JW: When I started my PhD I was lucky enough to enter a multi-institute consortium. Working with such a breadth of researchers from different places provided me with a great education early on. I think it's also important to acknowledge the influence my undergraduate laboratory placement had on my career path; as such, Dr Jamie Kelly would need to be mentioned for inspiring me to travel this road.

What are your subsequent near- or long-term career plans?

MRH: My near-term career plans are to continue to establish and expand an independent research group. Longer term, I would like to apply for senior fellowships, which will allow the research group to establish leadership at an international level

JW: I have since stepped into the industrial field. My immediate plans are to continuing learning new skills and dive into new areas of RNA research to expand my knowledge as a scientist. Long term, I would like to develop collaborations between industry and academia to push and perform exciting science.

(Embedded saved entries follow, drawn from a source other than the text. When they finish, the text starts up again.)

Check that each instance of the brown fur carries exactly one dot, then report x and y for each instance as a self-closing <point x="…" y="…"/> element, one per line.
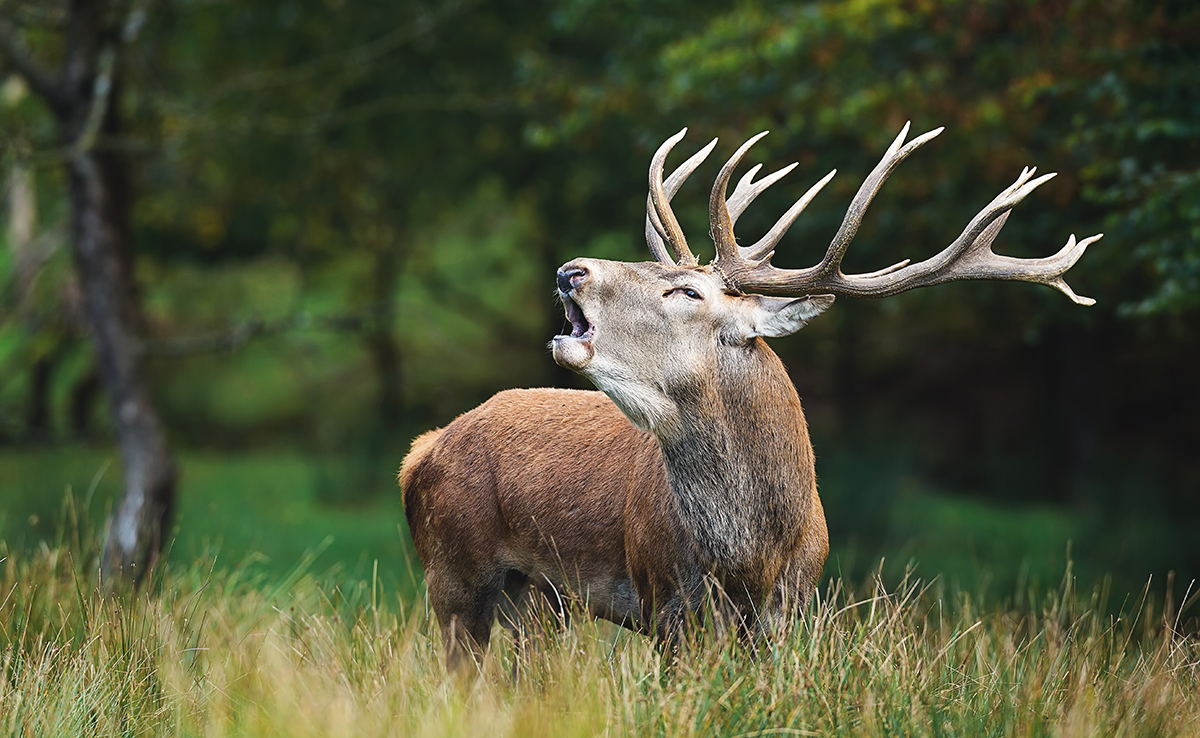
<point x="553" y="493"/>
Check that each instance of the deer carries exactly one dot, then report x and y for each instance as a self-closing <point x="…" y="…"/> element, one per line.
<point x="691" y="467"/>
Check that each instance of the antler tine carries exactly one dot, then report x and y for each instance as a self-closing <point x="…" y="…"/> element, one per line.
<point x="748" y="190"/>
<point x="654" y="229"/>
<point x="867" y="192"/>
<point x="766" y="245"/>
<point x="720" y="221"/>
<point x="659" y="211"/>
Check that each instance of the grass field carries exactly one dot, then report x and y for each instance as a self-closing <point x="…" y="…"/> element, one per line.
<point x="235" y="654"/>
<point x="265" y="511"/>
<point x="282" y="612"/>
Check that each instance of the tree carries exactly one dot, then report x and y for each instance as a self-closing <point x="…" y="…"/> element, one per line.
<point x="90" y="36"/>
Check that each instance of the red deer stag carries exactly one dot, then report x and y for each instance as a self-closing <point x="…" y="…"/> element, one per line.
<point x="711" y="479"/>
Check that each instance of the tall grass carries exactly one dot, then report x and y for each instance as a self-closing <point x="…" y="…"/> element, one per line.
<point x="208" y="653"/>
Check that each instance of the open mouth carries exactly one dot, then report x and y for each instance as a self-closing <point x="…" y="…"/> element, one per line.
<point x="581" y="328"/>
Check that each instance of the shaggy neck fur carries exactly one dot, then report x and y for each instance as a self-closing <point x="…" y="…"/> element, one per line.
<point x="741" y="463"/>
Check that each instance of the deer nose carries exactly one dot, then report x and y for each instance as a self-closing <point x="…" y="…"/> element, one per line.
<point x="570" y="276"/>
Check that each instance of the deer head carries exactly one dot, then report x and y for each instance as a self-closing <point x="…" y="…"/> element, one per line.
<point x="651" y="333"/>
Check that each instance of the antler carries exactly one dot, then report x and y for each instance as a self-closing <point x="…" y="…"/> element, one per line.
<point x="663" y="231"/>
<point x="970" y="257"/>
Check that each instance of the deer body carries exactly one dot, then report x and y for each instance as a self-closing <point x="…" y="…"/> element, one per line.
<point x="694" y="466"/>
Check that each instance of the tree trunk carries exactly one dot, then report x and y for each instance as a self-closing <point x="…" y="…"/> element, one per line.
<point x="100" y="215"/>
<point x="382" y="341"/>
<point x="82" y="100"/>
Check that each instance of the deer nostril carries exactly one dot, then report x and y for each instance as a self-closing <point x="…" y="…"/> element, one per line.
<point x="570" y="277"/>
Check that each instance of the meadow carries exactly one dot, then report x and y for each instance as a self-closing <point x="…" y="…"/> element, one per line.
<point x="223" y="653"/>
<point x="276" y="613"/>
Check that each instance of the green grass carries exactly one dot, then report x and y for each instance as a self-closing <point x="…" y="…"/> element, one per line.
<point x="262" y="511"/>
<point x="237" y="654"/>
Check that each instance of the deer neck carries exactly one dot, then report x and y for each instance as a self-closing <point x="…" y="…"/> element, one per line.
<point x="739" y="460"/>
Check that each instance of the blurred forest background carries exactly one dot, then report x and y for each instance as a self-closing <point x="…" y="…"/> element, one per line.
<point x="345" y="219"/>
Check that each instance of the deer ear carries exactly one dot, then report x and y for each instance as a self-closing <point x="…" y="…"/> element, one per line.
<point x="773" y="317"/>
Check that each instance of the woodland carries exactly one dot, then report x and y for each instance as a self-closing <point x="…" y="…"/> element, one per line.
<point x="325" y="226"/>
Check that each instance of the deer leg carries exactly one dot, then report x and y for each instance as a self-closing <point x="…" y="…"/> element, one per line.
<point x="466" y="612"/>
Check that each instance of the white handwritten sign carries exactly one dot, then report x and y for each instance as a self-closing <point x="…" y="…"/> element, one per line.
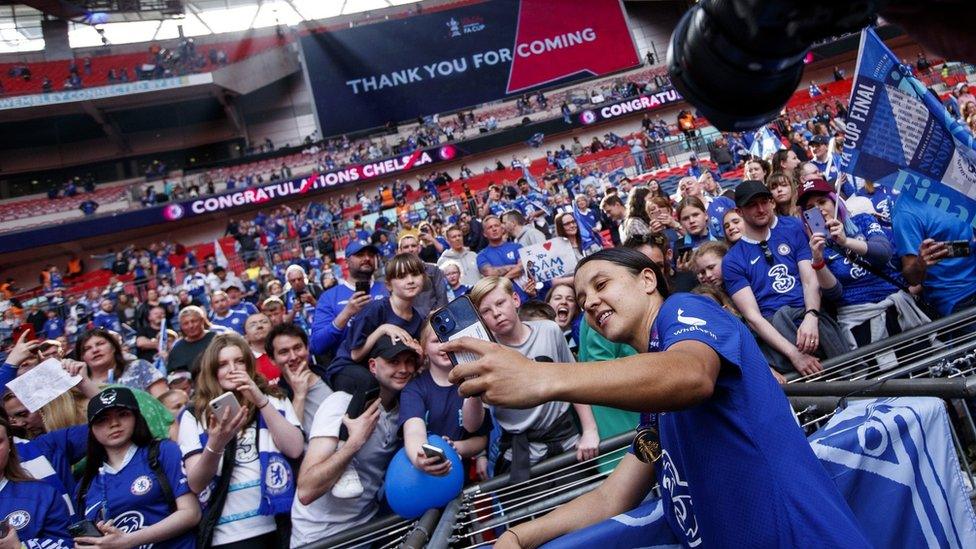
<point x="548" y="260"/>
<point x="42" y="384"/>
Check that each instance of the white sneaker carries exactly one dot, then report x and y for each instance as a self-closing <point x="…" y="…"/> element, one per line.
<point x="348" y="486"/>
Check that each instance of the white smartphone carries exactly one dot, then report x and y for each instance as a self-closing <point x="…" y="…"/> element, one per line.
<point x="223" y="402"/>
<point x="459" y="318"/>
<point x="433" y="451"/>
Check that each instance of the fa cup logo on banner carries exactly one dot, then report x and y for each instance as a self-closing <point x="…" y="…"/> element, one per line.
<point x="454" y="27"/>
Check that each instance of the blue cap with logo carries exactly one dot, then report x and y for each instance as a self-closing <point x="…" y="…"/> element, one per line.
<point x="356" y="246"/>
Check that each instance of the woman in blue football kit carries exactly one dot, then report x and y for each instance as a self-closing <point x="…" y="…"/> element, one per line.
<point x="133" y="487"/>
<point x="734" y="467"/>
<point x="35" y="513"/>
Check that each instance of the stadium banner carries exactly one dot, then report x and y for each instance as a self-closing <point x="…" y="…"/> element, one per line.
<point x="281" y="190"/>
<point x="898" y="133"/>
<point x="642" y="103"/>
<point x="87" y="227"/>
<point x="397" y="70"/>
<point x="102" y="92"/>
<point x="892" y="459"/>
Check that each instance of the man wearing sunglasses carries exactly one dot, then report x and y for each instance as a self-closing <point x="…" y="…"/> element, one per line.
<point x="771" y="280"/>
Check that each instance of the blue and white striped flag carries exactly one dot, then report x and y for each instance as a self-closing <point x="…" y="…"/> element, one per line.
<point x="163" y="339"/>
<point x="900" y="135"/>
<point x="765" y="143"/>
<point x="892" y="459"/>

What were the strongest aspects of your collaboration as co-first authors?

We have quite overlapping but complementary sets of laboratory skills and experience, which means that we can work together as a team quite effectively. It doesn't rely on one person to do a certain set of tasks or experiments; we can each take the lead as work and time dictate.

How did you decide to work together as co-first authors?

We have worked alongside each other for a number of years so know we can communicate well and work reliably together. These skills are very important to us when working in partnership or as part of a team.